The Feeling of What Happens – Antonio Damasio – Only read this if you are really, really interested in neurology and/or consciousness.  It’s not a light read.  What I took from it (maybe wrongly) was that consciousness is associated with awareness of our body through its proprioceptive function.  So whereas normally you have a map in your brain of where your body is, how it feels and so on, when you have a heightened awareness of your body’s state and position changing, you create another map on top of the first, which he calls a second order map.  He thinks it’s significant that the brain structures involved in this are all midline structures.  And this creation of second order maps, in some way, represents consciousness, or a raising of consciousness?  I think this might be a very important avenue to explore in cranial research.  We are using our attention to scan someone’s body,and can often sense things remotely or subtly which then change in response to our attention (attention – another difficult thing to define – and we wonder why it’s so difficult to explain cranial.)  Anyone who’s been on a biodynamics course will be aware that many people come away at the end feeling more alive, connected, present – in short, maybe more conscious.  The two (cranial treatment and consciousness) are possibly connected, and not only by virtue of both being so hard to research (consciousness is notorious for being the “Hard Problem” in neuroscience.)
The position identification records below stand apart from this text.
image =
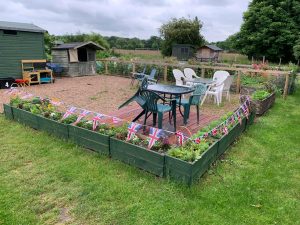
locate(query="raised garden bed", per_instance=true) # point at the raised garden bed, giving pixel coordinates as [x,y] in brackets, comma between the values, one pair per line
[228,139]
[186,172]
[8,111]
[89,139]
[26,118]
[53,127]
[140,157]
[262,106]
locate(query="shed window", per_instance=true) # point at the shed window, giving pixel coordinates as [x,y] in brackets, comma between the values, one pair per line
[82,55]
[10,32]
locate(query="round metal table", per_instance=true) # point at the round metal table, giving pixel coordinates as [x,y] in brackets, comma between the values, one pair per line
[172,90]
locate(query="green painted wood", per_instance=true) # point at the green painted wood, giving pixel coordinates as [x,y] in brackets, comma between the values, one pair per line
[228,139]
[26,118]
[14,48]
[8,111]
[89,139]
[188,173]
[53,127]
[139,157]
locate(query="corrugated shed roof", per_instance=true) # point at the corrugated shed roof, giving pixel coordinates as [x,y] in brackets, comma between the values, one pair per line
[29,27]
[214,47]
[75,45]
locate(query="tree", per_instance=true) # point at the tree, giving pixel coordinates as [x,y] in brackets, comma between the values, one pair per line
[270,29]
[296,50]
[180,31]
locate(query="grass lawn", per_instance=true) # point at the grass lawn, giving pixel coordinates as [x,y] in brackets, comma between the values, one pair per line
[44,180]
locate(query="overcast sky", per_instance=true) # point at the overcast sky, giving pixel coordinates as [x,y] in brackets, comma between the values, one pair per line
[125,18]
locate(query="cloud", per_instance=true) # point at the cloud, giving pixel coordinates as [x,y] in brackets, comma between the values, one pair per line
[127,18]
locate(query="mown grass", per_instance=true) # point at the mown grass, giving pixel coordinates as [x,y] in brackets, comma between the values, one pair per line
[44,180]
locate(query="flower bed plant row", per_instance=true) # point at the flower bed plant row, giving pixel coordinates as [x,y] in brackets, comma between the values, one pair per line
[186,163]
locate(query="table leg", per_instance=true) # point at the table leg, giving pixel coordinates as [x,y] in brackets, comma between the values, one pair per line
[174,113]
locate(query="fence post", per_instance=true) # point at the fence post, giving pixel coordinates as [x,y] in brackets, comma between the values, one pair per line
[106,67]
[165,73]
[238,82]
[286,85]
[203,72]
[133,67]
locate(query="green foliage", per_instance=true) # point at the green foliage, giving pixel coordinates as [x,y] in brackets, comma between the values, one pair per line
[190,151]
[270,29]
[180,31]
[260,95]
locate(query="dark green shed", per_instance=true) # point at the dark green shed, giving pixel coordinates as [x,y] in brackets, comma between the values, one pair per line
[183,51]
[19,41]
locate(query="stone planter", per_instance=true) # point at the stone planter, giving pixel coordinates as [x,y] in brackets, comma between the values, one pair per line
[89,139]
[142,158]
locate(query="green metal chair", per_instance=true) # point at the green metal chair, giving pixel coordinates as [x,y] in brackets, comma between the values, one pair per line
[194,99]
[157,109]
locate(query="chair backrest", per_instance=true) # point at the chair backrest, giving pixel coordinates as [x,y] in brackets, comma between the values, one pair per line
[189,73]
[144,84]
[198,94]
[179,76]
[152,73]
[227,83]
[150,99]
[220,76]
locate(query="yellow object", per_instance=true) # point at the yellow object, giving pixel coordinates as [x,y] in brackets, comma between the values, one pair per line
[34,75]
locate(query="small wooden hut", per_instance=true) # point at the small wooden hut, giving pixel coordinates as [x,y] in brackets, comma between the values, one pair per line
[208,53]
[183,51]
[77,59]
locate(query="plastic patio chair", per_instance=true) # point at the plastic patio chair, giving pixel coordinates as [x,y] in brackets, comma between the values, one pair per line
[194,99]
[190,73]
[227,85]
[151,105]
[179,77]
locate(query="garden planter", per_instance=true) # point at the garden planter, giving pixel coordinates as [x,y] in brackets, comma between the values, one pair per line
[140,157]
[186,172]
[228,139]
[89,139]
[26,118]
[263,105]
[8,111]
[53,127]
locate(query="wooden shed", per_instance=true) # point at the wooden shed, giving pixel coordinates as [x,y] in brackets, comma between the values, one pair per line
[19,41]
[183,51]
[77,58]
[208,53]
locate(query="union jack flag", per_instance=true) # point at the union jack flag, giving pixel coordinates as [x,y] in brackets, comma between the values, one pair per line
[239,117]
[132,129]
[84,113]
[197,140]
[225,130]
[180,137]
[214,132]
[116,120]
[27,95]
[154,135]
[97,119]
[245,110]
[69,112]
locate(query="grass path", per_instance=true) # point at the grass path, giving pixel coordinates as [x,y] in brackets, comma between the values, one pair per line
[44,180]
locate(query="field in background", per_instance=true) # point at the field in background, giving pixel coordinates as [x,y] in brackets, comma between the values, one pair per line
[155,55]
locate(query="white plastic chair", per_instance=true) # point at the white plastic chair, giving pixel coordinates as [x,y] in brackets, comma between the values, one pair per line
[190,73]
[179,77]
[220,76]
[227,85]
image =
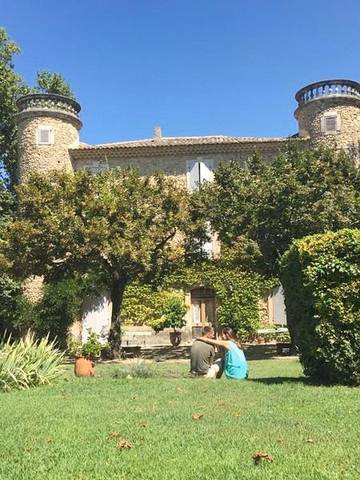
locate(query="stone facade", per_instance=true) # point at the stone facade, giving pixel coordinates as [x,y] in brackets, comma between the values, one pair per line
[328,113]
[56,117]
[339,99]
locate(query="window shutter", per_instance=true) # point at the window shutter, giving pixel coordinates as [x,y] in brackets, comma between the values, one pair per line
[44,136]
[206,170]
[207,247]
[330,124]
[193,175]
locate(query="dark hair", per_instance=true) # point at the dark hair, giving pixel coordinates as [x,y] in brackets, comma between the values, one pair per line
[230,334]
[207,329]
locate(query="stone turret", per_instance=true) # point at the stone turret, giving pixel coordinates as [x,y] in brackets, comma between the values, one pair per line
[329,113]
[48,125]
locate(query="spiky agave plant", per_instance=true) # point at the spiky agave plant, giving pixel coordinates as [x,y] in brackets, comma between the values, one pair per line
[29,362]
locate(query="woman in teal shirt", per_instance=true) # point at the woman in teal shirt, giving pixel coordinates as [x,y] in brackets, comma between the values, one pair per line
[235,364]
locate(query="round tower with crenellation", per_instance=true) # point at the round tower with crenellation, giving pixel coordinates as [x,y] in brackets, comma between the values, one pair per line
[329,113]
[48,125]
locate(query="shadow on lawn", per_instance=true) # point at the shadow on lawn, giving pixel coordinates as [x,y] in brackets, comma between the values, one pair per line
[282,380]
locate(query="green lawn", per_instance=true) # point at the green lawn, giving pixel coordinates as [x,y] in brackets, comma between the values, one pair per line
[72,430]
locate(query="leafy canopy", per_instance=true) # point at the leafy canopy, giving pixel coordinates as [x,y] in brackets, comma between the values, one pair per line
[11,86]
[116,223]
[321,279]
[270,204]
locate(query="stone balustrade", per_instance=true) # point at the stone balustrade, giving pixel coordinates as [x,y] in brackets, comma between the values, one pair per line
[53,102]
[327,88]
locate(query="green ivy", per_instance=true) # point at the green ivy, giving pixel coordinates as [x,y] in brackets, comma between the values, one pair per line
[238,292]
[321,279]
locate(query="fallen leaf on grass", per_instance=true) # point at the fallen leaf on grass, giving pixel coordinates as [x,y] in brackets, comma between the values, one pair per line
[124,444]
[258,456]
[197,416]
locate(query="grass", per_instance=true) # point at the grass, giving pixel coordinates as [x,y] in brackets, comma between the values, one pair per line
[72,431]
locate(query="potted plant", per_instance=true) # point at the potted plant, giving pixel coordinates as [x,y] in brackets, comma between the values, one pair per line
[85,354]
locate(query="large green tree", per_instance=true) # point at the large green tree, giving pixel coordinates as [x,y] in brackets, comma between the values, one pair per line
[116,223]
[267,205]
[11,87]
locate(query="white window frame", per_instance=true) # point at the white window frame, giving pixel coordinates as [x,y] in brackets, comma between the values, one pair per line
[51,135]
[323,123]
[204,168]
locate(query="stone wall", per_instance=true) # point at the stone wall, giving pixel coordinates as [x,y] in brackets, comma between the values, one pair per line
[42,158]
[170,161]
[310,116]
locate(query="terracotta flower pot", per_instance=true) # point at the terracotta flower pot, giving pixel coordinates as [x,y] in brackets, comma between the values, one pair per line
[84,367]
[175,338]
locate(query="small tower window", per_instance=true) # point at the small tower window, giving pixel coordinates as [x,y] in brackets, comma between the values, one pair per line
[45,136]
[330,123]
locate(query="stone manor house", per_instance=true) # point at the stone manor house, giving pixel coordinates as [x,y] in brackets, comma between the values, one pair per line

The First 20 Minutes – Gretchen Reynolds –  (The surprising science of how we can exercise better, train smarter and live longer). Gretchen Reynolds writes for the New York Times, and this book is a fantastically well-researched easy and fun read.  Yes, it’s that magic combination of evidence based and entertaining, and the advice is extremely palatable.  Once you’ve read it, you will probably know more than the personal trainers at your gym.  And if  you take her advice on board, will drop the stretches before your workout, drink chocolate milk after your run, do squats at home and try to get even your 80-year-old patients to start doing more exercise.


Teach Us to Sit Still – TIm Parks – (A Skeptic’s Search for Health and Healing).  Tim Parks had persistent pelvic pain.  Disillusionment with orthodox medicine, vipassana meditation, and soul-searching feature in this entertaining account of an Englishman in Italy’s personal journey to health


Depressive Illness – The Curse of the Strong – Dr TIm Cantopher I heard Tim Cantopher on Jeremy Vine talking about depression and ordered is book straightaway.  Probably suits the clinician or intellectually minded sufferer.  An antidote to the “pull yourself together and go and socialize and do some exercise” type approach, he has found many depressives to be people who simply take on too much and won’t give in till their body literally won’t let them get out of bed one day.